Algeria’s AFCON 2019 run then returned both songs to the football arena. Reporting from Asharq Al-Awsat described travelling fans chanting verses from “La Casa” during the semi-final against Nigeria, and singing “La Liberté” around the team’s training session. By the final — a 1–0 victory over Senegal in Cairo on 19 July 2019 — the protest songs had become, improbably, victory songs. FIFA confirmed the title win; reporting described approximately 10,000 Algeria fans in Cairo and widespread celebrations in Paris and across Europe, all to the familiar chant.
The Diaspora as Amplifier
The French diaspora is not peripheral to this story — it is central. The pattern was visible as early as the 2001 France–Algeria friendly at the Stade de France, a politically charged match remembered as much for the crowd and its symbolism as for the football itself. During AFCON 2019, Euronews described fans across France and Europe celebrating Algeria’s victory while shouting the same chant.
Soolking’s role makes this dynamic explicit. As an Algerian artist with a major Franco-Algerian audience, he turned a terrace-protest idiom into a diasporic pop event without stripping it of its football associations. The official YouTube clip for “Liberté” has accumulated roughly 446 million views, while the official Ouled El Bahdja upload of “La Casa del Mouradia” stands at approximately 14 million. The SunClair upload of Mahfoud et Sonia’s “Viva L’Algérie” sits near 27 million views. These figures — snapshots rather than permanent totals — nonetheless confirm that Algerian football songs can reach mass audiences far beyond any stadium.
Politics in the Chorus
A chapter published by Oxford University Press argues that, since the era of indigenous football clubs, Algerian supporters have used chants to express political opinion, and that football culture was later adopted by the Hirak protests. A 2021 study on football chants and youth political behaviour reaches a similar conclusion, identifying a transition from support songs to messages of rejection, resistance, and social critique.
That history explains why “One, Two, Three, Viva l’Algérie” carries more than sporting excitement. Its durability comes from how easily it fuses football pride with a broader politics of liberation and dignity. It explains, too, why “La Casa del Mouradia” did not stop being a football song when it became a protest anthem.

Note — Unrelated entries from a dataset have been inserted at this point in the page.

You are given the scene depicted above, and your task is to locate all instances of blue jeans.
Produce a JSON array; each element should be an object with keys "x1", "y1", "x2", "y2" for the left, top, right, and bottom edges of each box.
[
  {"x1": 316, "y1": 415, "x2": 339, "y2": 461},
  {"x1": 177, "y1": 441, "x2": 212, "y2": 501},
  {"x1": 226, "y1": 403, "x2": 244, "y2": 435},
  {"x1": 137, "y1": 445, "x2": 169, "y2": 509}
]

It kept the chorus logic, crowd address, and rhythmic simplicity that made it work in the first place. In Algeria, football music does not stop being football music when it becomes political; it simply acquires another register.
An Archive Still Being Written
Algeria have qualified for the 2026 FIFA World Cup, their first appearance since Brazil 2014, after securing top spot in CAF qualifying Group G. It remains to be seen which songs from this campaign endure, and which older ones it reactivates. But the pattern is already established: each major tournament has produced a different sound, and each sound has carried meaning beyond the result.
That is what makes this repertoire worth taking seriously — not as a curiosity of match-day folklore, but as a durable public language through which Algerians celebrate victory, absorb defeat, stage national feeling, negotiate diaspora identity, and, at key political moments, give voice to public frustration and demands for change. The next chapter is already being written in training grounds, recording studios, and football terraces from Algiers to Paris.